You can stop following up now

At the International Association of Fairs and Expositions Convention, we were talking about finding more volunteers and taking care of the ones you already have. I said:

“I don’t follow up on stuff that doesn’t need to be followed up on.”

If someone volunteered to fix up the garden boxes and they didn’t do it? Don’t pester that person about the garden boxes. Look for someone else.

I know we’ve been taught that good follow-through means checking in, sending reminders, circling back. But sometimes that’s the wrong thing to do. When you keep chasing people about tasks that aren’t that critical, you’re creating burnout.

You burn yourself out. Every follow-up takes energy. Every reminder requires mental space. And if you’re doing this for ten different people about “nice to have” projects, you’re exhausted before you even get to the things that actually matter.

You burn them out. That person who didn’t fix the garden boxes? They probably feel guilty already. Your reminders just pile on the guilt without increasing the likelihood they’ll actually do it. And now they’re less likely to volunteer for something else later.

You waste time on the wrong things. While you’re crafting that third reminder email to that one person about the garden boxes, you’re pulled away from the critical tasks.

This is why I said that accountability is overrated sometimes.

The Idea Friendly Way is to make the size of the step you ask them to take match their motivation.

Make a clear distinction between “must happen” and “would be nice.”

Must happen and they are still engaged?
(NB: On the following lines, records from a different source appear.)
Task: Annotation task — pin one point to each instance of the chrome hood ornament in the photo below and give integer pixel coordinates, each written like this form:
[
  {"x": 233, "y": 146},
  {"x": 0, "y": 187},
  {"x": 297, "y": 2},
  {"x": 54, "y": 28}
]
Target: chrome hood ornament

Yes, follow up. Send reminders. Make sure it gets done, or find someone else to step up. Save this for safety-critical tasks and legal requirements.

Would be nice? Let it go. If the first person doesn’t come through, quietly look for someone else. Or decide it doesn’t need to happen at all. I mean, maybe let nature tend the garden boxes for a bit longer.

Getting the garden boxes fixed is not your goal. Building a stronger community is your goal. And helping people stay engaged without feeling pestered and guilty is part of that.

Decide to let it go

Think of one task or one volunteer you can quit following up on, and decide now to let it go.

Either find someone else for it, or admit it wasn’t that important in the first place. Either way, you just freed up energy for something that actually matters.